In the case of an abortion referral, the act of referring is inseparably linked to the abortion procedure because the referral can only serve to facilitate access to abortion. An abortion referral has no purpose but to lead to abortion. So even if a doctor does not intend that an abortion will result from a referral, the act of referring is so closely linked to it that it cannot be anything other than facilitating the abortion.
The USCCB’s Ethical and Religious Directives for Catholic Health Care Services provides the religious framework for guidelines concerning ethical practice for Catholic hospitals in the U.S. which states:
Abortion (that is, the directly intended termination of pregnancy before viability or the directly intended destruction of a viable fetus) is never permitted…Catholic health care institutions are not to provide abortion services, even based upon the principle of material cooperation. In this context, Catholic health care institutions need to be concerned about the danger of scandal in any association with abortion providers.

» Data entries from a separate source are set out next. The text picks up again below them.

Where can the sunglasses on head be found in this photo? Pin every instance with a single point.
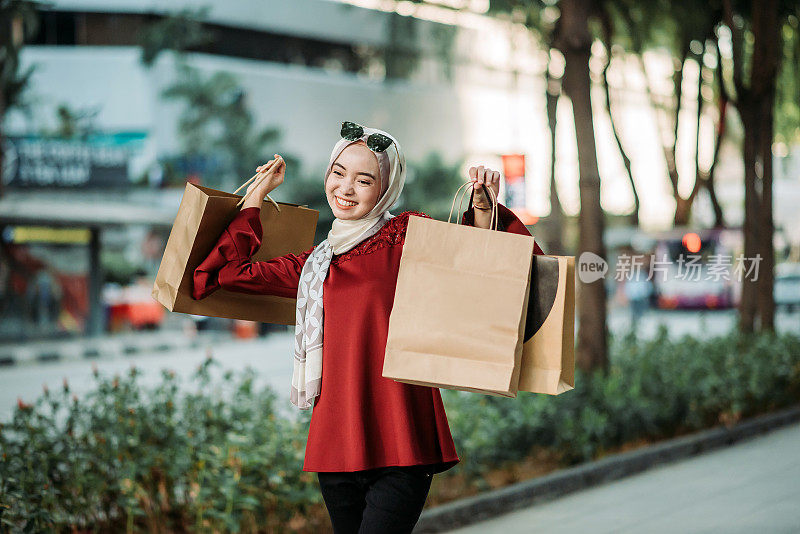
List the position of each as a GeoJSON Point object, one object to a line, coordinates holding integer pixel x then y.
{"type": "Point", "coordinates": [376, 142]}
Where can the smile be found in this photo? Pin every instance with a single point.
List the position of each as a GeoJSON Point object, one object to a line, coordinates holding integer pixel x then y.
{"type": "Point", "coordinates": [345, 204]}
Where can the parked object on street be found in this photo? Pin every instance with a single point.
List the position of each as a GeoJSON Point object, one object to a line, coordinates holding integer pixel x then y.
{"type": "Point", "coordinates": [203, 216]}
{"type": "Point", "coordinates": [787, 286]}
{"type": "Point", "coordinates": [699, 270]}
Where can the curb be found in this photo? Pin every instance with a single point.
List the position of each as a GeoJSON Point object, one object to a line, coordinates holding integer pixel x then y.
{"type": "Point", "coordinates": [523, 494]}
{"type": "Point", "coordinates": [122, 345]}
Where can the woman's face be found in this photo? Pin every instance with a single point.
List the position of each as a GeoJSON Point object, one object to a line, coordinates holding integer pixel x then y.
{"type": "Point", "coordinates": [353, 185]}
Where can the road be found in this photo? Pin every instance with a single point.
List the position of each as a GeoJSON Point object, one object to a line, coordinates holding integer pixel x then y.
{"type": "Point", "coordinates": [271, 356]}
{"type": "Point", "coordinates": [749, 487]}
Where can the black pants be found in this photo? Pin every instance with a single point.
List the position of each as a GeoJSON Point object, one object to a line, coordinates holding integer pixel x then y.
{"type": "Point", "coordinates": [383, 500]}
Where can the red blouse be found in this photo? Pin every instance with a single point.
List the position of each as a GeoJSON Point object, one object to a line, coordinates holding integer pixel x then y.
{"type": "Point", "coordinates": [361, 420]}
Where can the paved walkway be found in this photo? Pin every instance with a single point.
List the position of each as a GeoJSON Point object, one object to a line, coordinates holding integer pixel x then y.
{"type": "Point", "coordinates": [750, 487]}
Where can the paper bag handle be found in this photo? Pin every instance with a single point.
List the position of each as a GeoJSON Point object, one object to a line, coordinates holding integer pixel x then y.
{"type": "Point", "coordinates": [261, 176]}
{"type": "Point", "coordinates": [493, 221]}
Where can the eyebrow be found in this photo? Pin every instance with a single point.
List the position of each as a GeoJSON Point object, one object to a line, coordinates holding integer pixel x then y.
{"type": "Point", "coordinates": [360, 172]}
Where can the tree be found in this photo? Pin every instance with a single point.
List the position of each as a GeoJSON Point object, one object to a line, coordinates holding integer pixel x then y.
{"type": "Point", "coordinates": [754, 98]}
{"type": "Point", "coordinates": [685, 29]}
{"type": "Point", "coordinates": [572, 38]}
{"type": "Point", "coordinates": [17, 21]}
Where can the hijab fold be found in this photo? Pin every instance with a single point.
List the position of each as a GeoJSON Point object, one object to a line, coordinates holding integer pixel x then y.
{"type": "Point", "coordinates": [343, 236]}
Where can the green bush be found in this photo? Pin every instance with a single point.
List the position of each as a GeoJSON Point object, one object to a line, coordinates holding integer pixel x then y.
{"type": "Point", "coordinates": [653, 390]}
{"type": "Point", "coordinates": [219, 458]}
{"type": "Point", "coordinates": [158, 460]}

Protecting the right to life and the dignity of every human being is by no means a uniquely religious or Catholic perspective. Rather, the right to life is a basic axiom of human existence. Nonetheless, for Catholics, abortion is a grave evil that is never permissible. Forcing Catholic doctors and hospitals to provide referrals for abortions and contraceptive services is a clear violation of the fundamental right to religious liberty.

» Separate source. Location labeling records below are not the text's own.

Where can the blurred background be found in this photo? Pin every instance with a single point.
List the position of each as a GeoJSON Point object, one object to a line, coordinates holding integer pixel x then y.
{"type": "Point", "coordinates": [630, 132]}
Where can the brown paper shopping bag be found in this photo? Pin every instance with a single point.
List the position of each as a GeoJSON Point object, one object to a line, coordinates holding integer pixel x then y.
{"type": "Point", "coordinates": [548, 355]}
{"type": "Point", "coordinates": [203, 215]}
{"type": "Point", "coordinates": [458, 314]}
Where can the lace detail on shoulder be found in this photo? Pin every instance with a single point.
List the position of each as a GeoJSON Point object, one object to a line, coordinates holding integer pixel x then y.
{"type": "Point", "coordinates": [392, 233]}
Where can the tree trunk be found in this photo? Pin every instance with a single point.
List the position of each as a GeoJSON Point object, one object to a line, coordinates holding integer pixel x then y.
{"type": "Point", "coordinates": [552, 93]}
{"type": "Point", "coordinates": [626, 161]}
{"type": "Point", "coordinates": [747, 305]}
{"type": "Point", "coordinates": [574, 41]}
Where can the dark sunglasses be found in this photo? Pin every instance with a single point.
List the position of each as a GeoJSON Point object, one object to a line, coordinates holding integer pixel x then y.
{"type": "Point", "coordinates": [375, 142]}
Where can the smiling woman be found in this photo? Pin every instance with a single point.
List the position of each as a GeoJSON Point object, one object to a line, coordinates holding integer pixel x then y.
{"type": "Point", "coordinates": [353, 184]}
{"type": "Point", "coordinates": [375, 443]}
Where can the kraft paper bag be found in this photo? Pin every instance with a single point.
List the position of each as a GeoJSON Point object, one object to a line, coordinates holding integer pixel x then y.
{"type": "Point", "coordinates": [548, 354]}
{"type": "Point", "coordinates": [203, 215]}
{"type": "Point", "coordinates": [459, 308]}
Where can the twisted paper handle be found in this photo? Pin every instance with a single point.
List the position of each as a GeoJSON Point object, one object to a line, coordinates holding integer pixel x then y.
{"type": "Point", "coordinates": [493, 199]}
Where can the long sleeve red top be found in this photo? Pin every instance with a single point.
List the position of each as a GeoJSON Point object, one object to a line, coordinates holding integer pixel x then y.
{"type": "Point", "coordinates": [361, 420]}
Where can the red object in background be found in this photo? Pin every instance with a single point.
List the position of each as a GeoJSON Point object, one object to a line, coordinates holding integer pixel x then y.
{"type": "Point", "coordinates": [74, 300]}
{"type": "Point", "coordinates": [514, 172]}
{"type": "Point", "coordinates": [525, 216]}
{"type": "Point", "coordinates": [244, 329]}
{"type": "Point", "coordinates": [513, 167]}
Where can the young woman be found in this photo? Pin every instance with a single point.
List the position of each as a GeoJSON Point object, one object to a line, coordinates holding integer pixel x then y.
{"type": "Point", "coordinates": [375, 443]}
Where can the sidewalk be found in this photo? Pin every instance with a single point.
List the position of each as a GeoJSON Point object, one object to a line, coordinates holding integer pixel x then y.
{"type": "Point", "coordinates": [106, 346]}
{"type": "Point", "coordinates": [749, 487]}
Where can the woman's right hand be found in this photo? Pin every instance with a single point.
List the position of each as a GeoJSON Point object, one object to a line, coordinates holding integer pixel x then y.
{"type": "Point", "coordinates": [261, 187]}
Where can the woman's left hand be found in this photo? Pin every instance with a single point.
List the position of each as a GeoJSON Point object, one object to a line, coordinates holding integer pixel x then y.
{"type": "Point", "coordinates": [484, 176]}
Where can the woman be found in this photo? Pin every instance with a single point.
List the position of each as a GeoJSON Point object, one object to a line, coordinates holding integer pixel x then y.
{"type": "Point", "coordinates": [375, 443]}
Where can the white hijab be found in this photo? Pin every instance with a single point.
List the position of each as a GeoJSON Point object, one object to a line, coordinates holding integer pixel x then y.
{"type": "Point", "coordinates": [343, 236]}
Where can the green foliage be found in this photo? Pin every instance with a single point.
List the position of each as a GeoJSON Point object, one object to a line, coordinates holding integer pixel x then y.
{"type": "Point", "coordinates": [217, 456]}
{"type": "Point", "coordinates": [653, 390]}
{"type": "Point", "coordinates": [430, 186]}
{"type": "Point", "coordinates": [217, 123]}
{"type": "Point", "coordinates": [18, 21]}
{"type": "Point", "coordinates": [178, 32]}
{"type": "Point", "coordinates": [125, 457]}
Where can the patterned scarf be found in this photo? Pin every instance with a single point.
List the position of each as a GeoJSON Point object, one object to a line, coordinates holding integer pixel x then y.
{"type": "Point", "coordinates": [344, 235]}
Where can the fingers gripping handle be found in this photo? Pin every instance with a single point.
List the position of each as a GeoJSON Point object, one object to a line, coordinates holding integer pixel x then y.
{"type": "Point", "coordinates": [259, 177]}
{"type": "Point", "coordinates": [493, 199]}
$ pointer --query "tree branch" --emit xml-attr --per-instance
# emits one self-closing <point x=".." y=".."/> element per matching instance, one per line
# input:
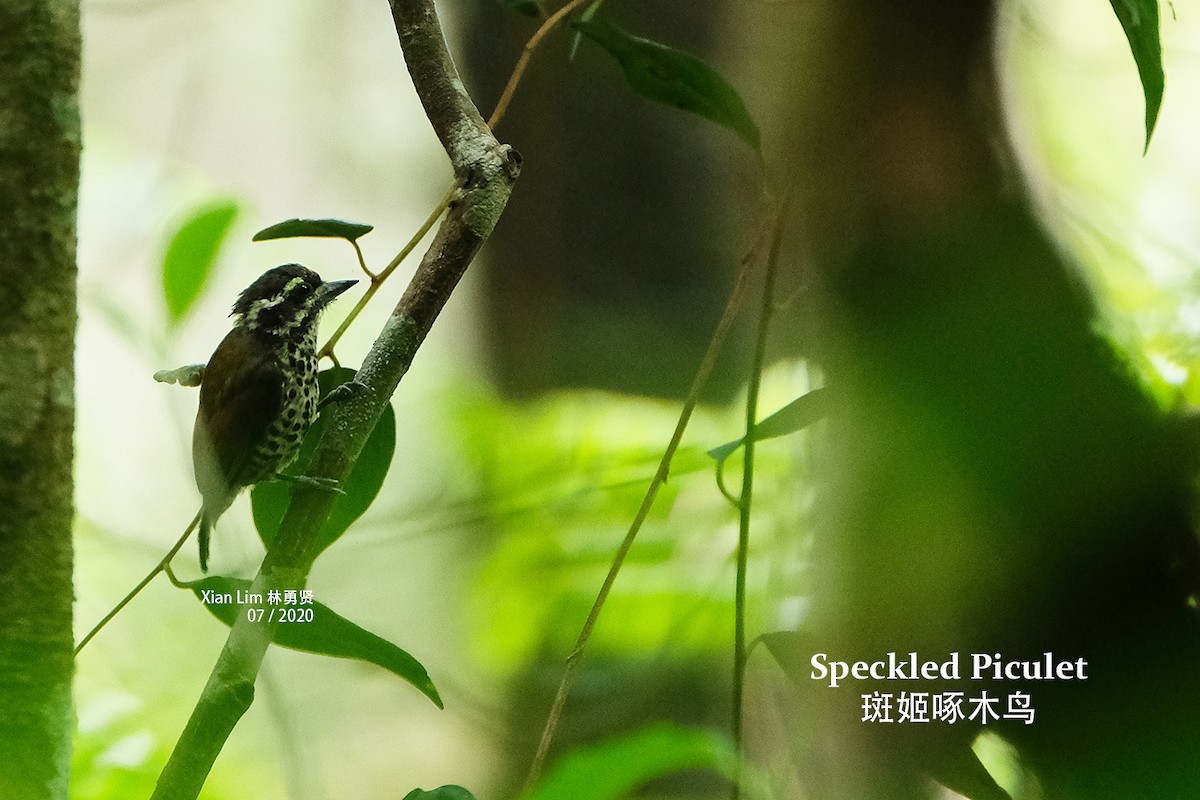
<point x="486" y="170"/>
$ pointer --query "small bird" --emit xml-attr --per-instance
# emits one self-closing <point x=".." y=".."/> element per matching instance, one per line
<point x="258" y="392"/>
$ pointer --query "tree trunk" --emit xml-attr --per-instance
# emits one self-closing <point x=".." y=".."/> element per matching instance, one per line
<point x="39" y="182"/>
<point x="996" y="479"/>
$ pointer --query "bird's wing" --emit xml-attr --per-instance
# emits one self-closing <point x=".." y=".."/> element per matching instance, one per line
<point x="239" y="400"/>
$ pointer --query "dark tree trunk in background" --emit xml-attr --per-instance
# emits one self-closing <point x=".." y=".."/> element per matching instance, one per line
<point x="995" y="480"/>
<point x="39" y="180"/>
<point x="615" y="257"/>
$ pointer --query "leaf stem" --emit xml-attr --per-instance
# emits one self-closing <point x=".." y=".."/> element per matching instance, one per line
<point x="744" y="500"/>
<point x="133" y="593"/>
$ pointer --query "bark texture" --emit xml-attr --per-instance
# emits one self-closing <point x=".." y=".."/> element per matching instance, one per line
<point x="39" y="181"/>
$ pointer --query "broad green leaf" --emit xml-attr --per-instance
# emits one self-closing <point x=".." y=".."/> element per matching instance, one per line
<point x="675" y="78"/>
<point x="1139" y="19"/>
<point x="328" y="633"/>
<point x="191" y="253"/>
<point x="588" y="13"/>
<point x="527" y="7"/>
<point x="269" y="500"/>
<point x="795" y="416"/>
<point x="441" y="793"/>
<point x="611" y="770"/>
<point x="319" y="228"/>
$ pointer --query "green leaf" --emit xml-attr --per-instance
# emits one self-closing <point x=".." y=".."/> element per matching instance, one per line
<point x="613" y="769"/>
<point x="327" y="635"/>
<point x="1139" y="19"/>
<point x="795" y="416"/>
<point x="588" y="13"/>
<point x="191" y="253"/>
<point x="270" y="500"/>
<point x="675" y="78"/>
<point x="527" y="7"/>
<point x="441" y="793"/>
<point x="319" y="228"/>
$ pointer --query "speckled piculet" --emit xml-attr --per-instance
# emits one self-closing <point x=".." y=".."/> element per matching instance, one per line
<point x="258" y="394"/>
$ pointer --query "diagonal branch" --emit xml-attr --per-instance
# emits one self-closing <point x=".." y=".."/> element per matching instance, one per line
<point x="485" y="170"/>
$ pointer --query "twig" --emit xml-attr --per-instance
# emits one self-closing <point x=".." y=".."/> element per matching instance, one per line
<point x="744" y="500"/>
<point x="486" y="172"/>
<point x="165" y="564"/>
<point x="510" y="89"/>
<point x="706" y="367"/>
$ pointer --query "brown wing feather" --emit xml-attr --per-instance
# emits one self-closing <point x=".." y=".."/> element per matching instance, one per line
<point x="247" y="390"/>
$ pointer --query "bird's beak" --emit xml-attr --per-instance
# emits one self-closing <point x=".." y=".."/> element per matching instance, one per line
<point x="330" y="289"/>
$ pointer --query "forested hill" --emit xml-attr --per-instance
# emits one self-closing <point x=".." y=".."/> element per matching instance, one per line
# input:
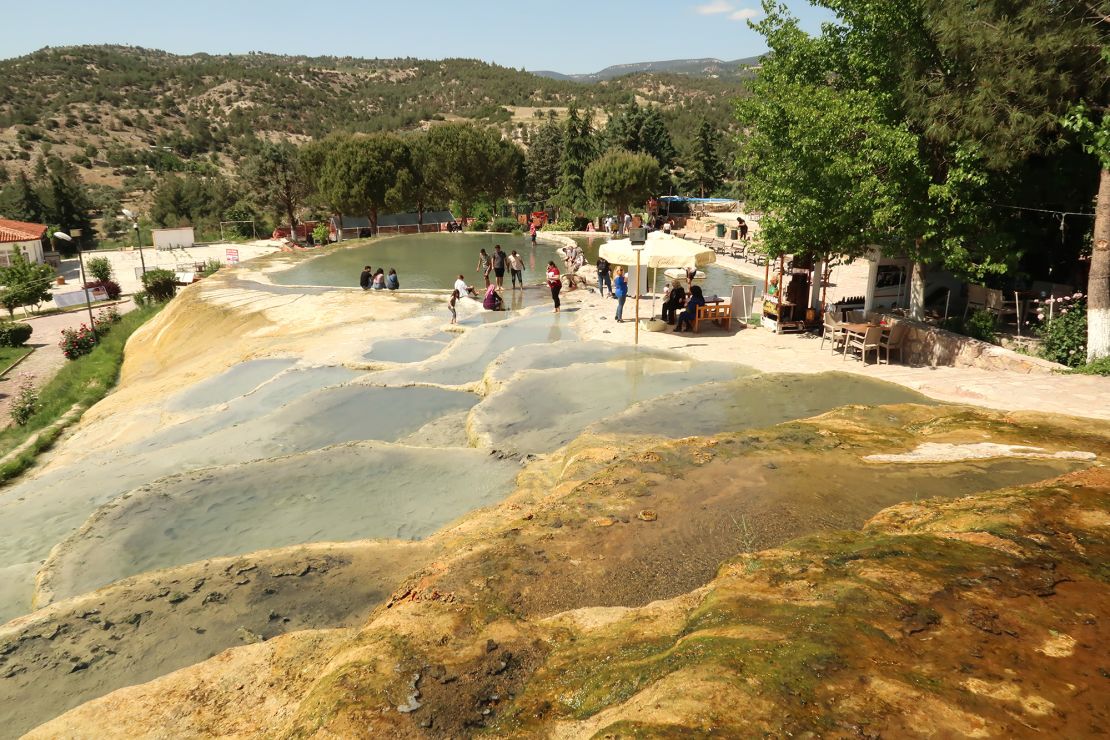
<point x="705" y="68"/>
<point x="90" y="104"/>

Sadly, the religious intolerance displayed in this latest study is not an anomaly in today’s cultural climate. Denigration of the Catholic Church on account of its stance in defense of the unborn and other vulnerable members of society is all too commonplace these days.
Most states, even most states with loose abortion restrictions, provide, as a matter of public policy, safeguards for conscientious objection rights when it comes to providing abortion services. A few states, however, including Alabama, Colorado, New Hampshire, Vermont, and West Virginia still lack urgently needed laws to protect conscience rights for health care workers who oppose providing abortion services on moral or religious grounds.

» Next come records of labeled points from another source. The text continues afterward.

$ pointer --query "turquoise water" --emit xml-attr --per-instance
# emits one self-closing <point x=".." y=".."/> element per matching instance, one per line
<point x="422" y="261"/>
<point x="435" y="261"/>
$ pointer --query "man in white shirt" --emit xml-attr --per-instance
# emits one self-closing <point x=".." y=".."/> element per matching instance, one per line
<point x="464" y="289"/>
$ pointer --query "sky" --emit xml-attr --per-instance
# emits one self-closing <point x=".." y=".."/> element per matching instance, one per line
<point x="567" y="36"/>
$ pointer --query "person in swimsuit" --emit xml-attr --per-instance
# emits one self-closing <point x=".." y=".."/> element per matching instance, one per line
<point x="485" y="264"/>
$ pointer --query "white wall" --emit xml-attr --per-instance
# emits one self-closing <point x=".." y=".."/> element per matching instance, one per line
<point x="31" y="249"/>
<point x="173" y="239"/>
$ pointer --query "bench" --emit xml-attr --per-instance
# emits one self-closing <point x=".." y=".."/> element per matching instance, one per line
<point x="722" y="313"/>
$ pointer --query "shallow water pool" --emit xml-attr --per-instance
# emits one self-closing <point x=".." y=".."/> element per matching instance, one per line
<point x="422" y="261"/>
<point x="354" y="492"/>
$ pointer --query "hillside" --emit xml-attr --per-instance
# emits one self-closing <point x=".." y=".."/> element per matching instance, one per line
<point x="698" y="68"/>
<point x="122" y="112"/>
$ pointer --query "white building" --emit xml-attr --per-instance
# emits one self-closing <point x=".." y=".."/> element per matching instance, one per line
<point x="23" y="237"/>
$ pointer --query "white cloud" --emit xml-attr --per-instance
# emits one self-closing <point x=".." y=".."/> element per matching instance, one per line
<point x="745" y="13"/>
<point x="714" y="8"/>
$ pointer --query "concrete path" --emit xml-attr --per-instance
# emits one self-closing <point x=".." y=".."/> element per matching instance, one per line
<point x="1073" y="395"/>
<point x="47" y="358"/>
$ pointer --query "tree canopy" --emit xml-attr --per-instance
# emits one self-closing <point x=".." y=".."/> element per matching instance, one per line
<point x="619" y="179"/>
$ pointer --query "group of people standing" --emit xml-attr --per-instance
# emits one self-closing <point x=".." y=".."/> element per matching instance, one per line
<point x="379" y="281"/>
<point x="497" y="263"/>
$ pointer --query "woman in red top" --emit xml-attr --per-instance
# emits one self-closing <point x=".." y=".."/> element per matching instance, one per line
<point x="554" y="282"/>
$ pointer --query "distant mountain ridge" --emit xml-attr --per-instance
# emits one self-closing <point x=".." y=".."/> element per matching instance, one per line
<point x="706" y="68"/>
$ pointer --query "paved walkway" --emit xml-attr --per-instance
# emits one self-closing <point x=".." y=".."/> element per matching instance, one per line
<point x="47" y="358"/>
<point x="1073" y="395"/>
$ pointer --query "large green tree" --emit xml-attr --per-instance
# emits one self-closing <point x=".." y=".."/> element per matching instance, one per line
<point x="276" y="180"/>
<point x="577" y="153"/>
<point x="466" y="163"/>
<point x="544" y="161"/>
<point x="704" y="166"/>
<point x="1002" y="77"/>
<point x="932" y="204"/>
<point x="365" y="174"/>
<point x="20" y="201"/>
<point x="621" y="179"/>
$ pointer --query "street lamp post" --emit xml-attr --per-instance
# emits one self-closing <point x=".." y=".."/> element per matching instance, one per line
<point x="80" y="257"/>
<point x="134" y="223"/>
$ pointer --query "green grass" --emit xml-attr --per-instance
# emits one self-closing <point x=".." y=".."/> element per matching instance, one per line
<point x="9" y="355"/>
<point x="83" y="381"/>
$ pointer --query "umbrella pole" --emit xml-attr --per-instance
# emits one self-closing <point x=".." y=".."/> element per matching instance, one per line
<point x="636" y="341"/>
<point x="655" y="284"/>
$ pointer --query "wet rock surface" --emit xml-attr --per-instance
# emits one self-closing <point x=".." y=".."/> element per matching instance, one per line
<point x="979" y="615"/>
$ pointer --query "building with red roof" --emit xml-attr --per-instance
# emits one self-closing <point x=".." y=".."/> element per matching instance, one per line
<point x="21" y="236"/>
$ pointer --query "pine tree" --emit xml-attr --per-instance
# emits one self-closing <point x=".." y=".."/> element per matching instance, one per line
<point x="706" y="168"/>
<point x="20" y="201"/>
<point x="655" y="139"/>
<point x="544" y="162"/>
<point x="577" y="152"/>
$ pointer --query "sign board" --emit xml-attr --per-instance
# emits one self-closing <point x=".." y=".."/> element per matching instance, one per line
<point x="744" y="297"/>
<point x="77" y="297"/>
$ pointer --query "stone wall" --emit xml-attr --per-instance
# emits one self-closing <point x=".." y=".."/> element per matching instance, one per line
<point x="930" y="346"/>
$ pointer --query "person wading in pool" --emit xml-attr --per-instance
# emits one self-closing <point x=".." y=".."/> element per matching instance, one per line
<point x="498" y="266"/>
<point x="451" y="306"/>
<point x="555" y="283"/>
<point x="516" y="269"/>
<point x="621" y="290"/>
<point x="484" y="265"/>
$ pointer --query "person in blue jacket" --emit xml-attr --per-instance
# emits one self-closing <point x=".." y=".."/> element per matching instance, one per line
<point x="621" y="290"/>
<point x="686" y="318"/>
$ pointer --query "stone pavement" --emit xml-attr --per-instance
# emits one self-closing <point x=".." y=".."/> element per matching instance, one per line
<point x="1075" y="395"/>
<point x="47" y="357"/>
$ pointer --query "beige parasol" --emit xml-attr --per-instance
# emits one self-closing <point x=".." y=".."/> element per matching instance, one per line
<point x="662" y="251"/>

Abortion advocates have long called for the repeal of public policies that protect healthcare workers from being forced to participate in providing abortion services. For almost a decade, the pro-abortion American College of Obstetricians and Gynecologists (ACOG) has maintained its position that conscience rights for health care workers and the right to life for the unborn always be subservient to a patient’s request for abortion. ACOG maintains that physicians have a “duty” to make referrals for abortion upon patient request and that doctors do not possess the right to express their medical opinion to patients when those opinions are pro-life or opposed to the provision of contraception. In situations where referrals are not feasible, ACOG recommends that “providers have an obligation to provide medically indicated and requested care regardless of the provider’s personal moral objections.”
The right to life for every person is tantamount and should be protected unconditionally. Physicians must not ignore the right to life of the unborn when providing care. No government or organ of society should be able to force doctors or health care institutions to participate in providing abortion or contraception, particularly when doing so violates deeply held moral convictions or religious beliefs.